What happens after Section 122 expires or is struck down? If Section 122 expires without replacement, the 10% surcharge ends and importers pay only base rates plus any remaining Section 232 tariffs. If the CIT strikes down Section 122 and it is later confirmed on appeal, importers who paid the 10% surcharge may have a path to refunds — but no mechanism currently exists for that scenario. Watch for CBP announcements if a ruling issues.

Will Section 122 be replaced by Section 301? Possibly. USTR launched accelerated Section 301 investigations in early 2026 specifically to create tariff authority that could replace Section 122 before July 24. Section 301 investigations typically take 12+ months, but the administration is pursuing expedited timelines. Whether new Section 301 tariffs would cover the same goods at the same rate as Section 122 depends on investigation outcomes.

When does Section 122 expire exactly?

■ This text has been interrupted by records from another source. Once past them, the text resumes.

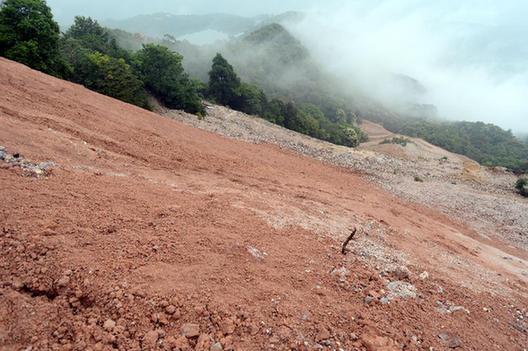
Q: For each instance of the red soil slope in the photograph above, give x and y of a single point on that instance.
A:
(152, 235)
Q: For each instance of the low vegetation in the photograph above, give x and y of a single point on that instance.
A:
(397, 141)
(485, 143)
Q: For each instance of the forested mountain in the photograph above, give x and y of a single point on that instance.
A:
(271, 58)
(160, 24)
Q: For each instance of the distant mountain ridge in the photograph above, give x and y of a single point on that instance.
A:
(159, 24)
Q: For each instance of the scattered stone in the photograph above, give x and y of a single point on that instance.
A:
(400, 289)
(109, 325)
(171, 309)
(33, 169)
(204, 343)
(256, 253)
(150, 339)
(182, 343)
(450, 340)
(342, 274)
(378, 343)
(190, 330)
(63, 281)
(399, 273)
(448, 308)
(323, 334)
(228, 326)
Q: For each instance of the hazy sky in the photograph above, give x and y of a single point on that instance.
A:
(471, 55)
(66, 9)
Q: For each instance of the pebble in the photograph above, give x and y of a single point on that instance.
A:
(190, 330)
(450, 340)
(150, 339)
(109, 325)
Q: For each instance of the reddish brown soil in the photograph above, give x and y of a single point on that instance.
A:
(147, 223)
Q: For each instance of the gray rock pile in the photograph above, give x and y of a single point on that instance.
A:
(41, 169)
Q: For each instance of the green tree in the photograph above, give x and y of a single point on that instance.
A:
(223, 82)
(92, 36)
(28, 34)
(250, 99)
(113, 77)
(164, 76)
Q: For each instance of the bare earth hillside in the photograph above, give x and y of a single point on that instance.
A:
(123, 229)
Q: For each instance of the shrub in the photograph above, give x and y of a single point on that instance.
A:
(397, 141)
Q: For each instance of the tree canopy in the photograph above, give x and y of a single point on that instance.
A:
(29, 35)
(223, 82)
(164, 76)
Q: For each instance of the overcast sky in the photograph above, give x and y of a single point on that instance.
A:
(472, 55)
(65, 9)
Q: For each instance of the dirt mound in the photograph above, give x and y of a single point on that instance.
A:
(151, 235)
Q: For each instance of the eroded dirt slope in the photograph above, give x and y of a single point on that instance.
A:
(150, 234)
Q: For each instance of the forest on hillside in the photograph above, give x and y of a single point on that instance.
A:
(265, 72)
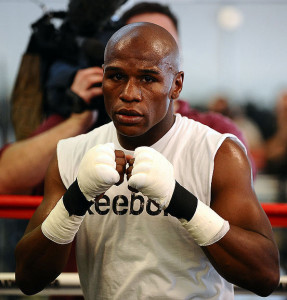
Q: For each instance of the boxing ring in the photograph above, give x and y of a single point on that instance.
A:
(23, 207)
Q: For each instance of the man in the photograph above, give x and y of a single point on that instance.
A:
(182, 221)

July 24, 2026. That is 150 days from the February 24, 2026 effective date.

Is Section 122 the same as IEEPA? No. IEEPA was imposed under the International Emergency Economic Powers Act. Section 122 is imposed under the Trade Act of 1974, Section 122. Different statute, different HTS codes, different legal basis, different expiration structure. The Supreme Court's February 2026 ruling striking down IEEPA had no direct effect on Section 122 — Section 122 faces its own separate legal challenges.